I note that the United States pledge of allegiance is “I pledge allegiance to the flag, and to the Republic for which it stands.” The individual taking this pledge is intended to be a human person. (“From the time of the ancient Greeks, “democracy” has meant ‘rule by the people’.”) The Republic for which the U.S. flag (symbol) stands is the union as a whole. Back in Abraham Lincoln’s day, the government’s “decorum” was the only thing the aristocratic voting endowed society actually respected and feared. These people were known as the “Republicans,” because it was inconceivable at that time that they would betray their republic over their personal interests and beliefs; after all, America was the last discovered continent where the New England Colonies (known as the Sons of Liberty) could establish a new life independent of English abuse of power and colonial rule. In the current non-bipartisan era and atmosphere, these same fundamental political and ideological problems exist.
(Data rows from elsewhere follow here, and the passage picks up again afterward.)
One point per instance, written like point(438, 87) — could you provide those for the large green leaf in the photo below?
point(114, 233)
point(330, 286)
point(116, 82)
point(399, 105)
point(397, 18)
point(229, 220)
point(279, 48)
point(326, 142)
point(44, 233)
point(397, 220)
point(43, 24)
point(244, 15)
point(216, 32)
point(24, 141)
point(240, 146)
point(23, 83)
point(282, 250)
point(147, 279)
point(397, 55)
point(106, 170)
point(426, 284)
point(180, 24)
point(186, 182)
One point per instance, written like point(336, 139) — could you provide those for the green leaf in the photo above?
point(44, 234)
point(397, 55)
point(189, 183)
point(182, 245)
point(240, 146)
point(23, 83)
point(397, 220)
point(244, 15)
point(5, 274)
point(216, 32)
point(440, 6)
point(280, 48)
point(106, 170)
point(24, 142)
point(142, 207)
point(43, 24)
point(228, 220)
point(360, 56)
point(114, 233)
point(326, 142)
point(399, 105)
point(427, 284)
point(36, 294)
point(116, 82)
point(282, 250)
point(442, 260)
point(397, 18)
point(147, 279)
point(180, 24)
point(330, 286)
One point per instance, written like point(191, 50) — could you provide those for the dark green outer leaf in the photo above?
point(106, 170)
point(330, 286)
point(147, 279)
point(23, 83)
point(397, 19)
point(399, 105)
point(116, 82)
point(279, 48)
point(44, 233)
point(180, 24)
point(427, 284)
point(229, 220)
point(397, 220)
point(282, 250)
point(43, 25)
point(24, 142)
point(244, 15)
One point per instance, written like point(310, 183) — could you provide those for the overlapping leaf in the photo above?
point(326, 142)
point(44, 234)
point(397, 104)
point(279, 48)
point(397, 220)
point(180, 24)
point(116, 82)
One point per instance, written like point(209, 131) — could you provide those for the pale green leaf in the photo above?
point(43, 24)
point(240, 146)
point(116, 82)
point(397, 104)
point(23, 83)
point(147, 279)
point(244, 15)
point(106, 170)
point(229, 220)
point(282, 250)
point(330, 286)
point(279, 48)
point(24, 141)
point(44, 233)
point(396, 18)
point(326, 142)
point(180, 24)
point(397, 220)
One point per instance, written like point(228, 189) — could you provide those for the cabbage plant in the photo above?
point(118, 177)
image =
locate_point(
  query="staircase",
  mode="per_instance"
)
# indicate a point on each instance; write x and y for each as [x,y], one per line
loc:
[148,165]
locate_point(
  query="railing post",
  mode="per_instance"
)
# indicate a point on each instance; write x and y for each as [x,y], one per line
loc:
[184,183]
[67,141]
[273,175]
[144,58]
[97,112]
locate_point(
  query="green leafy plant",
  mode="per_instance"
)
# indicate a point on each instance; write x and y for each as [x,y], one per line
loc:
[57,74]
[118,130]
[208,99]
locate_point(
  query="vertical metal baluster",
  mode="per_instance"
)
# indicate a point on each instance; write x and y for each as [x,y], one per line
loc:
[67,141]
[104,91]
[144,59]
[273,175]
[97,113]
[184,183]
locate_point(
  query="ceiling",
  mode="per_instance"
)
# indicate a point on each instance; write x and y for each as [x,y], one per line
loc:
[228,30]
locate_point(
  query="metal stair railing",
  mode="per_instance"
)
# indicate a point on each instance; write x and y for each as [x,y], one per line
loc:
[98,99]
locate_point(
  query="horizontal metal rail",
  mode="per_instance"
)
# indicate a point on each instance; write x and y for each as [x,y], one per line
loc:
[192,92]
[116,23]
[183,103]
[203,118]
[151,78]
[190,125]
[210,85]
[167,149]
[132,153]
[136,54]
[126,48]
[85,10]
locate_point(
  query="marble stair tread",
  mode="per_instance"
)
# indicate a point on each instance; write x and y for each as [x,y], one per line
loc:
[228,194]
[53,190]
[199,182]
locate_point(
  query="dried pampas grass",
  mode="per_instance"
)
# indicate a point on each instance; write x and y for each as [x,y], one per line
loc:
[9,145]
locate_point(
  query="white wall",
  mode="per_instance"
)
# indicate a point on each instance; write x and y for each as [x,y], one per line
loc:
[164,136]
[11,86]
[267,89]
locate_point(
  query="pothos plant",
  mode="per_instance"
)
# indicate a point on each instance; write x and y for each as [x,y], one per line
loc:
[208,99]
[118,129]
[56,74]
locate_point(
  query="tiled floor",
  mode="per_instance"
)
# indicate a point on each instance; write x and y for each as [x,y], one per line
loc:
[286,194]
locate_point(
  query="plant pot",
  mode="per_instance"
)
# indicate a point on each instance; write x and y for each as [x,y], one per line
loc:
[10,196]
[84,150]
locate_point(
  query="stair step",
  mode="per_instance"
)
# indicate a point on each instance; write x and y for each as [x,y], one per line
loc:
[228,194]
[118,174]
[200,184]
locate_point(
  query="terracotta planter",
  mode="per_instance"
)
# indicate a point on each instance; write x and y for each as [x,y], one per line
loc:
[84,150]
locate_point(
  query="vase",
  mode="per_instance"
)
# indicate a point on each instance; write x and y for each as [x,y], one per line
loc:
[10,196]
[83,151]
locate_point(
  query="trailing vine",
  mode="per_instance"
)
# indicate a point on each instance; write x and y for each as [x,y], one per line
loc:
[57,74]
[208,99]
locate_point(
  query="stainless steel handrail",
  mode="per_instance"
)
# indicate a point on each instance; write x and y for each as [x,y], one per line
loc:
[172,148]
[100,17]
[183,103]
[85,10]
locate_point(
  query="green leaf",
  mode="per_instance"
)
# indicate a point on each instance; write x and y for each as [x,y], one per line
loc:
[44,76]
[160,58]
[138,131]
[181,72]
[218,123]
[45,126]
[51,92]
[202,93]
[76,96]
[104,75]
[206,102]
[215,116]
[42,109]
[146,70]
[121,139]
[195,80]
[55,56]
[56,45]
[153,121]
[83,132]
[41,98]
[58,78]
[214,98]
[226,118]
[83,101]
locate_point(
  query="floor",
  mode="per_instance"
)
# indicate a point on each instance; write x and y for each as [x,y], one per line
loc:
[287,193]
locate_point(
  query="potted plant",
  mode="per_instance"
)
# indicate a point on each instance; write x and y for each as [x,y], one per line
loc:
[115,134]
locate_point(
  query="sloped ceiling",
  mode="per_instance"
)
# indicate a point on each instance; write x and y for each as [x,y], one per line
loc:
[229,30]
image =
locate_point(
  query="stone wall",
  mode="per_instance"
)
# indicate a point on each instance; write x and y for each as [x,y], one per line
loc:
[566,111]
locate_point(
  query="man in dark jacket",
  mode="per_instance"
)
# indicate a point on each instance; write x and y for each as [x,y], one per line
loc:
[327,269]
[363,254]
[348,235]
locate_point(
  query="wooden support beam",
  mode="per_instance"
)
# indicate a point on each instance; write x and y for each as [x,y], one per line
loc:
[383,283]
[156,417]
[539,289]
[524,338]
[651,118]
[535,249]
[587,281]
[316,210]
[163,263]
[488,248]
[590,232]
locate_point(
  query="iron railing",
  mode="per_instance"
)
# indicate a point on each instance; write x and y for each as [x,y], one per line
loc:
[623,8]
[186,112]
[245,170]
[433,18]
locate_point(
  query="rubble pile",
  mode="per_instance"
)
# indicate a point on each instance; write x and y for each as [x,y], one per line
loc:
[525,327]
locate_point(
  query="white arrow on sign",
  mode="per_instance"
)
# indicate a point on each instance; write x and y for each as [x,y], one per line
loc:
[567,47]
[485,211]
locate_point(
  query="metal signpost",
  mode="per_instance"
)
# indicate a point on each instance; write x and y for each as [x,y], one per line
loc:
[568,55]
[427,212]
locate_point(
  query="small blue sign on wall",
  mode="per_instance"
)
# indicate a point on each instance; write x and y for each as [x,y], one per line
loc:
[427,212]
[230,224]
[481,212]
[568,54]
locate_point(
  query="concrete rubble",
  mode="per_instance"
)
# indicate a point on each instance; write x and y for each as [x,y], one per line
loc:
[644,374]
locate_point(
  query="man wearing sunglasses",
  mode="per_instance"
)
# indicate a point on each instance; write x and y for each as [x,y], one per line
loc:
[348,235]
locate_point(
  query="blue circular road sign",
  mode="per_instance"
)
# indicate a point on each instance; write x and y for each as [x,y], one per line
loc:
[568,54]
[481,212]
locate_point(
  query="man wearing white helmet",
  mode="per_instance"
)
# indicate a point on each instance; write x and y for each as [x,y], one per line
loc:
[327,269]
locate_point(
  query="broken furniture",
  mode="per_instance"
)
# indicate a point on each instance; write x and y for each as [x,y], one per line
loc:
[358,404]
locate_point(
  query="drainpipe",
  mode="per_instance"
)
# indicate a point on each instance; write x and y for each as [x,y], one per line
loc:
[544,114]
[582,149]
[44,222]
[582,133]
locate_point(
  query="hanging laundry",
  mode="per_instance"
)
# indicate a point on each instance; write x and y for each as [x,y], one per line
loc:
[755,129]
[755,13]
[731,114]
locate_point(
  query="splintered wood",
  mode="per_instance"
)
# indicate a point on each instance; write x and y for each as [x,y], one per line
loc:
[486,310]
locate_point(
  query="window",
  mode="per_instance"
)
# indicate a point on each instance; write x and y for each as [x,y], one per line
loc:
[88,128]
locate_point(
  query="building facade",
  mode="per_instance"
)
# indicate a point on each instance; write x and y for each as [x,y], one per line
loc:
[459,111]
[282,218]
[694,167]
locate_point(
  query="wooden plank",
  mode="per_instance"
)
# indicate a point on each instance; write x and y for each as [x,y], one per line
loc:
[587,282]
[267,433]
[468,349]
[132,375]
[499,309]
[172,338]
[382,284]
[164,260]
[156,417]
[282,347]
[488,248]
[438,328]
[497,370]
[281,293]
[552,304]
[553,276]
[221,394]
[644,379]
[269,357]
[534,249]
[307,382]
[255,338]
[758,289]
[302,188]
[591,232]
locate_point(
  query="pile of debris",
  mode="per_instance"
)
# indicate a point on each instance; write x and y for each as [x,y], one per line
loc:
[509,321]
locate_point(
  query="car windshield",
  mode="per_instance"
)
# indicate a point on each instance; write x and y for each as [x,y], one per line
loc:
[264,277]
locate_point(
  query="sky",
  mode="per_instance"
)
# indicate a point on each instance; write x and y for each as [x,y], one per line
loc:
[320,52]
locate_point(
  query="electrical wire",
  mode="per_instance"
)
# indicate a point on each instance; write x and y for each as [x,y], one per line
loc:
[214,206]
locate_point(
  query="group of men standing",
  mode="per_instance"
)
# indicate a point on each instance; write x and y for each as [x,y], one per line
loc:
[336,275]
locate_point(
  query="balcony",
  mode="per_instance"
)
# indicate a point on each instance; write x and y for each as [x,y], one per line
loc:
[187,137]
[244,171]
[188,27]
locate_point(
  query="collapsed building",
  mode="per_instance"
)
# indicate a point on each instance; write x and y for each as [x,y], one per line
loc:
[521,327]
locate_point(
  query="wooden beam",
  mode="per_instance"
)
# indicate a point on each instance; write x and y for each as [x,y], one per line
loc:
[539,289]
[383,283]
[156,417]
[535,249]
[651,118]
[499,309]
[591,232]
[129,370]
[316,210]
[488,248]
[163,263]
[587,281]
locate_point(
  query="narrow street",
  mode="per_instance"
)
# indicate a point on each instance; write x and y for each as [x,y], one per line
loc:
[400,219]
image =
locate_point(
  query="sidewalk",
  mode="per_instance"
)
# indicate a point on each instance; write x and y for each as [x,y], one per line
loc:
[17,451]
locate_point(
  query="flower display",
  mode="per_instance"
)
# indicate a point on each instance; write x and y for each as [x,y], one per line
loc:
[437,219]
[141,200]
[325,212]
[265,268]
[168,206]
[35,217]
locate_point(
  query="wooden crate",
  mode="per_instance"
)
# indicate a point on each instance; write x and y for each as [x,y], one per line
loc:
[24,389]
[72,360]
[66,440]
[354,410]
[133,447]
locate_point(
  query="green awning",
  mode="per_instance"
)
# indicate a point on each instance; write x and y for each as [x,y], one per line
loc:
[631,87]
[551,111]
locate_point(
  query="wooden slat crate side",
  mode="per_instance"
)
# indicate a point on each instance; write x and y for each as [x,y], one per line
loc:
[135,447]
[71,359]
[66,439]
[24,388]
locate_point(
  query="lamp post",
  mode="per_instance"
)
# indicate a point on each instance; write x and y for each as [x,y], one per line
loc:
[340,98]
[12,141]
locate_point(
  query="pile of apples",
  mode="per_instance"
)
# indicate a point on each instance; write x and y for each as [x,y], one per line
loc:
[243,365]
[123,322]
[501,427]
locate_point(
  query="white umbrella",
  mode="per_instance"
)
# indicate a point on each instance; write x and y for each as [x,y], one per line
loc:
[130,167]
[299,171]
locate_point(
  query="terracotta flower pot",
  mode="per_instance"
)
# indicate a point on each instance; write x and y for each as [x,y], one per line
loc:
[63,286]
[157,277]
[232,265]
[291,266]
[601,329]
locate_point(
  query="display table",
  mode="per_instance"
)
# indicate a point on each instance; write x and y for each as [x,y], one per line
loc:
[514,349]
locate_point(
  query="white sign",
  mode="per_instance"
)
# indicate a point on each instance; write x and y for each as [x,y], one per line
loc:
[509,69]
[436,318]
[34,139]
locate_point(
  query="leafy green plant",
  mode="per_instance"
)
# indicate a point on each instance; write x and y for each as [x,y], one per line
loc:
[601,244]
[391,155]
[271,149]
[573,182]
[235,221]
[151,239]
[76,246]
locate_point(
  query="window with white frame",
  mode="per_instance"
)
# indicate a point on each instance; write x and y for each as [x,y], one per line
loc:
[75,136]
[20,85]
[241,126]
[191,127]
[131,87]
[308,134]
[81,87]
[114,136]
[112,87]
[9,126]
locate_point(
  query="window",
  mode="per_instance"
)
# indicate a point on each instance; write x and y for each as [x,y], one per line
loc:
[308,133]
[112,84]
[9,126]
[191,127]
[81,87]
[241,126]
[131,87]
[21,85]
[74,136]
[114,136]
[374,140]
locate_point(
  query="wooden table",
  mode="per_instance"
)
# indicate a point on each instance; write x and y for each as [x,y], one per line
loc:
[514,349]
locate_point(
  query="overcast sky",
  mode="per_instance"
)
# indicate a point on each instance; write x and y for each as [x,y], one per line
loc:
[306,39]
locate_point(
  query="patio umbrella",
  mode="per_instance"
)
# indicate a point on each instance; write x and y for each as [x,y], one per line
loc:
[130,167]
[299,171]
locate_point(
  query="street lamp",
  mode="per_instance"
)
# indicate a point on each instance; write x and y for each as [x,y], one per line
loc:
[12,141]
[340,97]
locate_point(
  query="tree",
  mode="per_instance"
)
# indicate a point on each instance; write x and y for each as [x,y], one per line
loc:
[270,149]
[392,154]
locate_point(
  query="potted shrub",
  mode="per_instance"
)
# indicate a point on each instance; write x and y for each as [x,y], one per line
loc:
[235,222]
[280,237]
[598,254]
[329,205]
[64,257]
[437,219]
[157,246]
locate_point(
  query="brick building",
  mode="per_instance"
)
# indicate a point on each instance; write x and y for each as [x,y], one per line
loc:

The U.S. republic has lost its civil decorum, in part because British rule is no longer a threat and because republicans have become complacent and out of touch with their democratic workforce peers. This became ever more true after the U.S. petro-dollar became the default currency. Pre-world-war II, the default currency was the English pound.

Today in 2018, all sustainable geographic locations have been claimed by one form of government ideology or another. The only new frontier still available to us is the unregulated cyberspace of the internet. We must claim an ecosphere of this cyber-space for ourselves, and in order to learn from our past, we must do so without relying on a corruptible human leader. We must make political science an academically accurate discipline by sociocybernetic means. We must prevent Big Brother (and his little cousin Facebook) from becoming the next Napoleon Bonaparte in control of 2 billion bribed hearts and undeveloped minds. A sociocybernetic cyberspace union is defined by its intellectual boundaries, not its non-existent physical borders or natural resources. It is the legal responsibility of our union to provide each of our citizens the ability to take control of and guard their fragile and influence-able human states of private minds and hearts, and we must do so with decorum and responsibly. For liberalism and democracy to be identified and deemed a successful ideology and governing framework, we must earn that honor and respect. Ultimately, we must dare to do the opposite of what John F. Kennedy asked us to do with respect to the U.S. union in the 1960’s. We must ask not what our citizens can do for their cyberspace government, but rather what their cyberspace government can do for them.